Para el pensamiento cuadriculado, los mamíferos tienen cerebro, pero eso no significa que tengan mente, ni mucho menos conciencia
El miedo te paraliza o te pone en acción. Tal vez si fueran personas humanas las conducidas a un matadero, la proporción habría sido la misma a la hora de huir. Hermien y Zus sintieron miedo. Tomaron conciencia del peligro. Podemos ir todavía más allá. En su mente había una memoria que activó su imaginación. Porque para eso está la imaginación, para adentrarnos en lo desconocido y luchar contra lo que ignoramos. Las vacas tenían la información esencial. No sé cómo, pero la tenían. Sabían que iban a morir. Y Hermien y Zus se rebelaron contra ese destino.
Podríamos decir ahora que actuaron como personas humanas, pues el distintivo humanístico más decisivo es la desobediencia justa o la rebeldía frente a la injusticia. Es lo que emociona hasta las lágrimas en El pequeño salvaje, de François Truffaut.
Podríamos concluir, si, con humano orgullo, Hermien y Zus, al rebelarse, actuaron como humanos. Pero va siendo hora de contar la historia de otra forma. La historia de la rebelión animal frente al maltrato, la tortura, la cacería y la producción industrial de la muerte, esa de la que escapó nuestra heroína Hermien.

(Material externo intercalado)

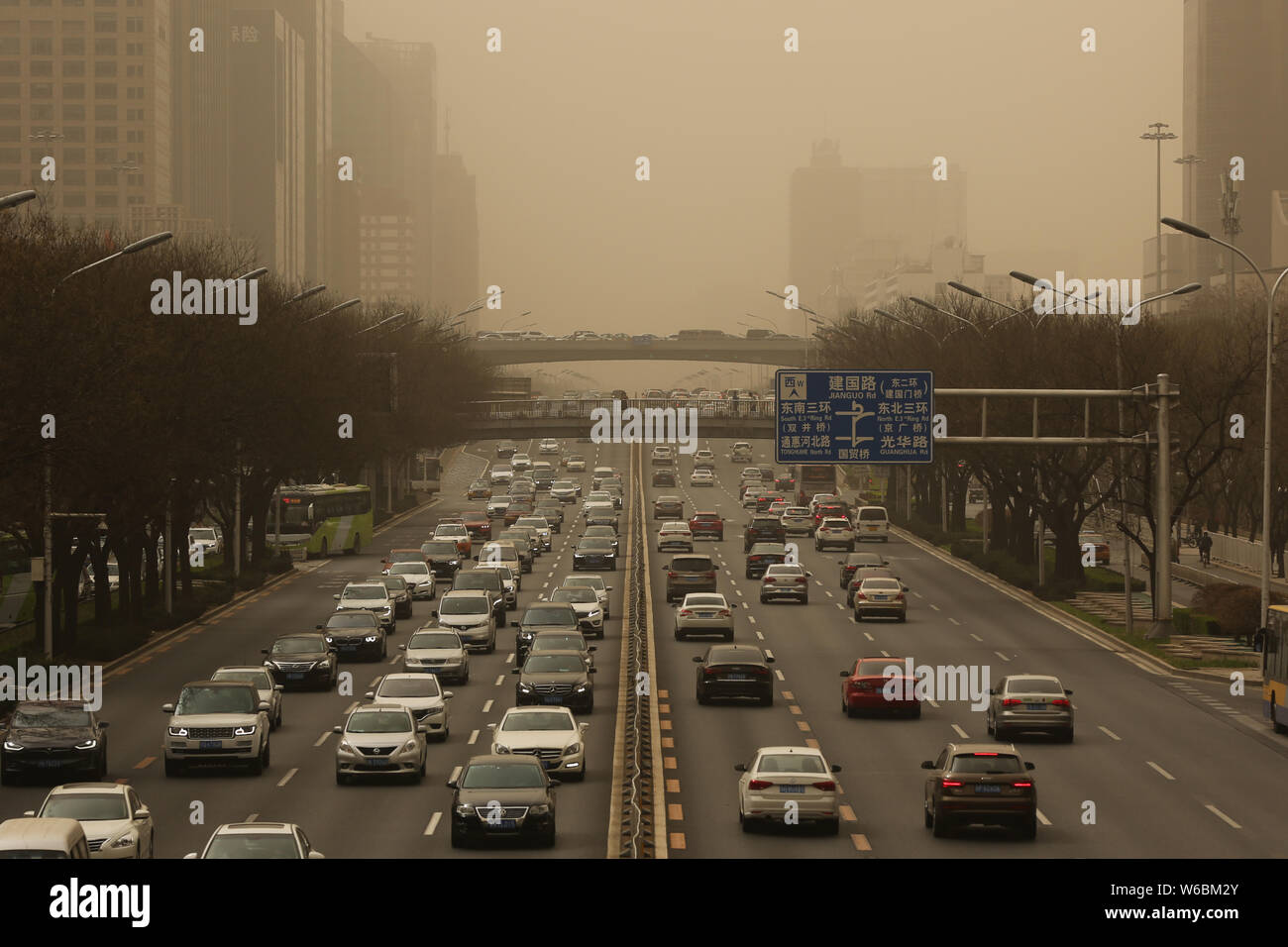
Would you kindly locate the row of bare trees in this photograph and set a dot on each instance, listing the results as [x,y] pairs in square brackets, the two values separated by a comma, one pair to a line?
[1215,357]
[132,410]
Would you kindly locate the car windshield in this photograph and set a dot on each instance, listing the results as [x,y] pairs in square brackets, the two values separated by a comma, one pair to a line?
[502,776]
[465,604]
[89,808]
[253,847]
[299,646]
[548,616]
[433,639]
[259,680]
[378,722]
[217,699]
[415,685]
[790,763]
[50,716]
[553,664]
[1042,685]
[536,720]
[986,763]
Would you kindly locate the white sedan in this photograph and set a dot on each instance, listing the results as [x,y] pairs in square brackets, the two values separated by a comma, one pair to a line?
[549,733]
[791,785]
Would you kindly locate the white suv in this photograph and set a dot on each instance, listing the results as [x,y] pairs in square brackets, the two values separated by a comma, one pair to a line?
[217,722]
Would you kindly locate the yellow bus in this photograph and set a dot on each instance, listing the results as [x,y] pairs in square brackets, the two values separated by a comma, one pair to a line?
[1274,669]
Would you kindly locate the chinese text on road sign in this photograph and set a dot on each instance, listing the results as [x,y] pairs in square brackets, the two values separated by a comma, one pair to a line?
[854,416]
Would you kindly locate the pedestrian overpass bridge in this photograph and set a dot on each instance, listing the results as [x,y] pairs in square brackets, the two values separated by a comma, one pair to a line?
[567,418]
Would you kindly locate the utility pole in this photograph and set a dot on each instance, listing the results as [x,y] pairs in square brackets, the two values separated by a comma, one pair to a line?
[1158,137]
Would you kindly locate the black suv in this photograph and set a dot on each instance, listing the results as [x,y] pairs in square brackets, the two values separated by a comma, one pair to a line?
[763,556]
[763,528]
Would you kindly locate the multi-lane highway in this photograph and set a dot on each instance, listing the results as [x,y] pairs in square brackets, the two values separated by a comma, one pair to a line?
[1160,766]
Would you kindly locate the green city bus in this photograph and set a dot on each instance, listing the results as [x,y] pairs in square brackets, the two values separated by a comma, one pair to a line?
[1274,669]
[321,518]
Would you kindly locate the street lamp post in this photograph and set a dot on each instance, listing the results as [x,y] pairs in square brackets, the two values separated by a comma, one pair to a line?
[1270,367]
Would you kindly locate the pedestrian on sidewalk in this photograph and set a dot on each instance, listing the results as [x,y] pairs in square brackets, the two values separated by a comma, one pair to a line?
[1206,548]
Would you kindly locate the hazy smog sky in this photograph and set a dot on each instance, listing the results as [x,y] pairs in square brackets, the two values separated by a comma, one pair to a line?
[1048,136]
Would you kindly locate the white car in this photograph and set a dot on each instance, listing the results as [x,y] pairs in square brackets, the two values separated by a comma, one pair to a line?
[675,535]
[258,840]
[380,740]
[780,775]
[421,694]
[549,733]
[419,577]
[595,582]
[269,690]
[835,531]
[439,651]
[116,823]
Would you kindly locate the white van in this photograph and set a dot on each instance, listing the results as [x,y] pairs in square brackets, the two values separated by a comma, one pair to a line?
[872,523]
[43,838]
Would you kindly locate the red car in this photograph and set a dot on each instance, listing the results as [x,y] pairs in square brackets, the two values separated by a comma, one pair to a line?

Para el pensamiento cuadriculado, los mamíferos tienen cerebro, pero eso no significa que tengan mente, ni mucho menos conciencia, y por lo tanto se ríen de quienes reclaman derechos para estos seres sintientes. Además de tener mejor letra, fue mucho más lúcido Michel de Montaigne que Descartes. Este prodigioso señor tuvo el humor inteligente de escribir: “Cuando juego con mi gata, ¿quién sabe si no soy un pasatiempo para ella más que ella lo es para mí?”. Y no dudó en denunciar la violencia innecesaria contra los animales: “Cuando veo el cuello de un pollo arrancado o un cerdo apuñalado, me siento apenado; no puedo soportar oír el gemido de una pobre liebre cazada por los perros”.
Es un mundo en gran parte por descubrir y contar, la rebelión animal a lo largo de la historia. Hay libros meritorios que afrontan directamente esta cuestión, como Miedo al planeta animal, de Jason Hribal. Es apasionante el apartado Ahora vamos a elogiar a los animales infames, que firma el escritor Jeffrey St. Clair. No siempre se consideró que los animales carecían de conciencia. En la Edad Media, en muchos lugares, se les reconocía de una forma paradójica: sometiéndoles a juicio, tanto por tribunales eclesiásticos como seglares. Hay episodios que tienen cierta comicidad, como cuando, en 1522, por intervención de un brillante defensor, Bartolomé Chassenée, las ratas de Autun, en Borgoña, fueron libradas del exterminio, pero se les conminó a abandonar el territorio en seis días. Pero la historia es muy dramática: los animales juzgados por la Inquisición sufren todos los tormentos y son quemados en hoguera o enterrados vivos. Todavía más espeluznante: la persecución a las “hechiceras”, es decir, a las mujeres sabias y libres, solía ir acompañada de la persecución a sus mascotas.
Un caso documentado es el de Françoise Secrétain, llevada al tribunal inquisitorial en Saint-Claude, en Borgoña, acusada de brujería y de tener relaciones con el diablo por intermedio de sus animales de compañía: un perro, un gato y un gallo. Sufrieron las mismas torturas. Una de ellas, la introducción de un atizador al rojo vivo en la garganta para ver “si derramaban lágrimas”. El juez, Henri Boguet, que se jactó en sus memorias, dictaminó que no, que no hubo suficientes lágrimas en Françoise y sus animales. Los quemaron juntos en la hoguera.
Habrá que ir a Frisia y llevarle una ofrenda de trébol a Hermien y Zus.